Gare aux ancêtres.

Il y avait il y a longtemps, à côté de la banque de l’Indochine un arbre si gros et si vieux, sans doute un autera’a, que l’on avait renoncé à l’abattre lors de la construction du bâtiment. Mais vint le jour où l’on vit apparaitre à Tahiti les premières voitures et le chemin qui reliait la route à la banque devint trop étroit. Aucune alternative, il fallait abattre l’arbre.

Des ouvriers armés de haches, de scies, d’échelles et de cordes, commencèrent par l’émondage.
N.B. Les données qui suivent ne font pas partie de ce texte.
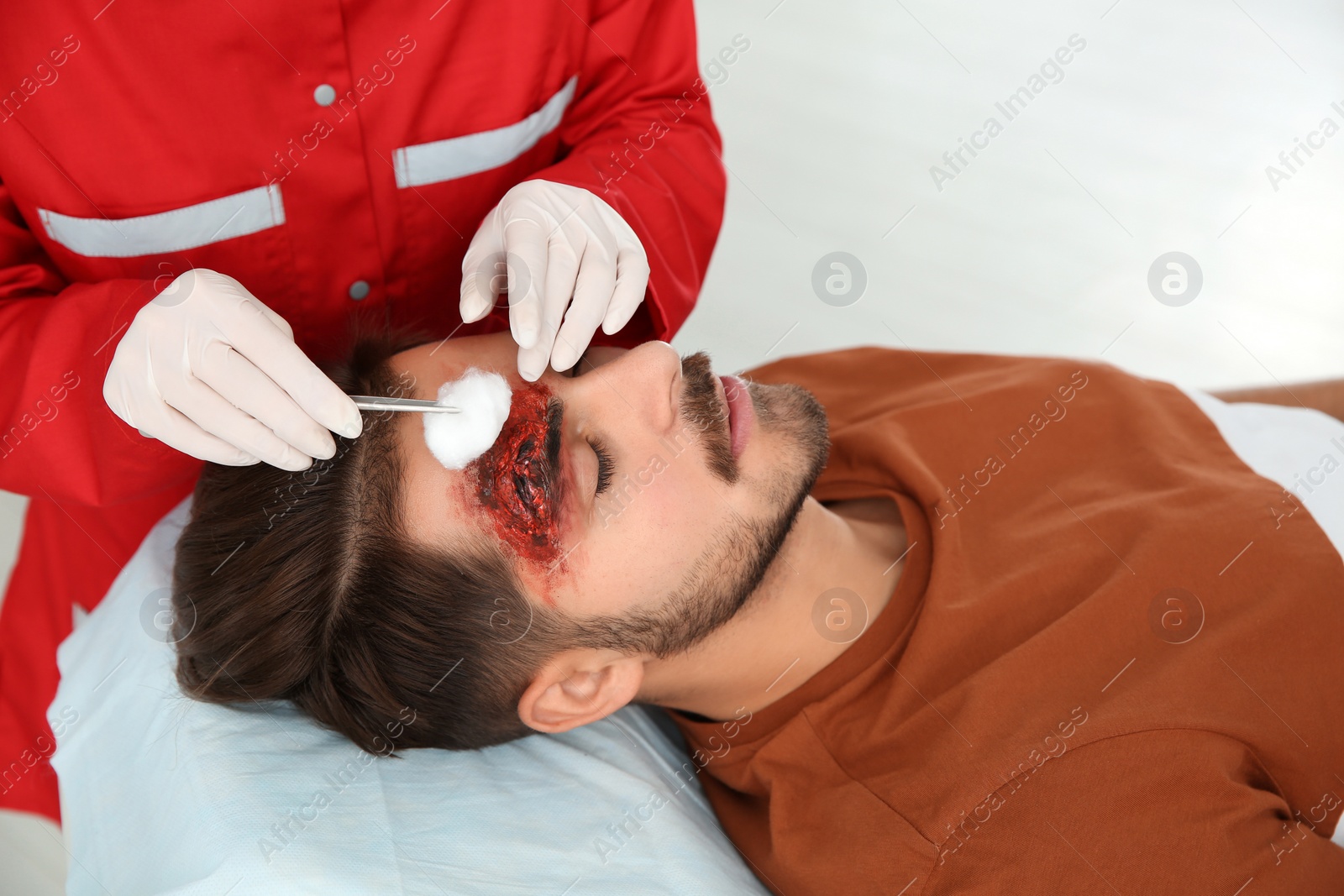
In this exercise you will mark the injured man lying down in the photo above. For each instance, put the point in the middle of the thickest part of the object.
(929, 622)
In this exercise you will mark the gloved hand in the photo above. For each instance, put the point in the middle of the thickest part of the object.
(212, 371)
(554, 242)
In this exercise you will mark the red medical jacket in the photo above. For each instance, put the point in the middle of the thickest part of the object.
(336, 159)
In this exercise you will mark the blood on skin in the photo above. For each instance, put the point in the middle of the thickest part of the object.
(510, 479)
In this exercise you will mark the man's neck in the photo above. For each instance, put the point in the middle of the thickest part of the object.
(781, 637)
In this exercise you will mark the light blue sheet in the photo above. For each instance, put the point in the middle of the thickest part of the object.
(161, 794)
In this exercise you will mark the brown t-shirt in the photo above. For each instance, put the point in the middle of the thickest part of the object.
(1112, 664)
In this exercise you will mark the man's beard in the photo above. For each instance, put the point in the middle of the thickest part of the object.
(739, 553)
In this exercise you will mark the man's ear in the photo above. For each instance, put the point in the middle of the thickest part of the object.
(578, 687)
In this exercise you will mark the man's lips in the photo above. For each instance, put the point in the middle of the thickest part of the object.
(741, 412)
Le lendemain matin, le gardien portait son bras droit en écharpe et disait qu’au coucher du soleil, un homme noir était venu lui prendre le bras et lui dire que cet arbre était tabu et qu’il ne fallait pas le couper. Vers le milieu de l’après-midi, une énorme branche tomba sur le petit groupe d’ouvriers qui déjeunaient. Ils ne furent que légèrement blessés.

Le lendemain, le gardien tremblant de fièvre raconta que l’homme noir était revenu en lui rappelant qu’il ne fallait pas couper l’arbre en lui serrant le bras si fort qu’il s’est évanoui. Son bras était énorme, gonflé avec de grosses marques rouges. Le docteur se déclara impuissant et on décida de suspendre provisoirement les travaux d’abattage.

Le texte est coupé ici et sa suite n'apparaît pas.